Menurutnya, meskipun suasana obyek wisata ini sangat asri, namun masih diperlukan perjuangan untuk mencapai lokasinya karena akses infrastruktur jalan yang belum memadai menuju destinasi di kawasan Gunung Karang.
“Jadi akses jalan terutama buat mobil pendek itu susah untuk jalan, karena terpentok oleh bebatuan jalan yang rusak,
Selain para wisatawan, mayoritas masyarakat setempat yang berprofesi sebagai petani sayuran juga harus melintasi infrastruktur jalan tersebut untuk membawa hasil tani mereka.
“Mulai jam 10 malam, penduduk di sini sudah mulai turun ke bawah membawa hasil bumi mereka. Mereka juga mengeluhkan hal yang sama, yakni lamanya waktu pengiriman barang karena jalan yang rusak,” ucapnya.
Ade Kardiana menyatakan sejak 2023, pemerintah daerah telah melakukan pengukuran terhadap akses infrastruktur jalan yang rusak ini. Namun, hingga saat ini, realisasi perbaikannya masih tertunda.
“Ya, sejak bulan Maret kemarin, sudah ada pengukuran dilakukan. Namun, pelaksanaannya belum terealisasi hingga sekarang,” ujarnya.
Ade menyampaikan kunjungan wisatawan ke wilayah kawasan Gunung Karang masih rendah.
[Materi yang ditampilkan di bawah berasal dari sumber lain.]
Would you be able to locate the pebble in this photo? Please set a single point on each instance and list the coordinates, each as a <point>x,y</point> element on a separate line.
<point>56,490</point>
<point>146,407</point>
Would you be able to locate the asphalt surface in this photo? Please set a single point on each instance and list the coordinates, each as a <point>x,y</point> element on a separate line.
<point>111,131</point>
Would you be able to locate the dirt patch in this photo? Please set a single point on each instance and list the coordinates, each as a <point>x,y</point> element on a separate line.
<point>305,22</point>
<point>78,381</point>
Oleh karena itu, perbaikan infrastruktur jalan sangat penting untuk mengembangkan industri pariwisata di Kabupaten Pandeglang.
“Kami berharap agar akses jalan yang rusak dapat diperbaiki sehingga wisatawan dapat mengunjungi tempat ini bahkan pada malam hari, dengan adanya penerangan jalan umum (PJU), dan mereka dapat pulang dengan nyaman,” tuturnya.
Pengunjung wisata Lembur Kula di kawasan Gunung Karang Pandeglang, Nuratika menilai wisata alam Gunung Karang ini sangat asri cuman, namun infrastruktur jalan rusak.
“Suasana wisatanya di sini asyik asri juga, hanya saja yang dikeluhkan kami sebagai pengunjung akses jalan yang rusak ditambah PJU-nya tidak ada,” katanya.
Menurutnya, di Kabupaten Pandeglang terdapat banyak destinasi wisata alam yang sangat indah. Oleh karena itu, pemerintah daerah harus lebih memperhatikan kondisi infrastruktur jalan, terutama menuju kawasan Gunung Karang.
“Iya jalan saja yang bikin enggak enak gitu ya, harusnya pihak terkait bisa lebih peka lah seperti tempat-tempat begini, kalau untuk tempat sudah dipastikan enak nyaman untuk refreshing otak itu enak,” tuturnya.
Sementara itu, Kepala Bidang Bina Marga pada Dinas Pekerjaan Umum dan Penataan Ruang (DPUPR) Pandeglang, Ade Juliansyah, mengaku dalam rangka penanganan rehabilitasi jalan, semua jalan prioritas akan diprioritaskan sesuai dengan visi misi Bupati Pandeglang.
“Namun, karena terbatasnya anggaran APBD Pandeglang dan adanya program lain yang menjadi prioritas selain infrastruktur jalan, diharapkan ke depannya akses jalan menuju kawasan wisata dapat dibangun secara mantap sesuai dengan harapan pemerintah dan masyarakat,” jelasnya.
Dia mengaku pihaknya telah mengajukan permohonan penanganan jalan tersebut ke Provinsi, dan Pusat.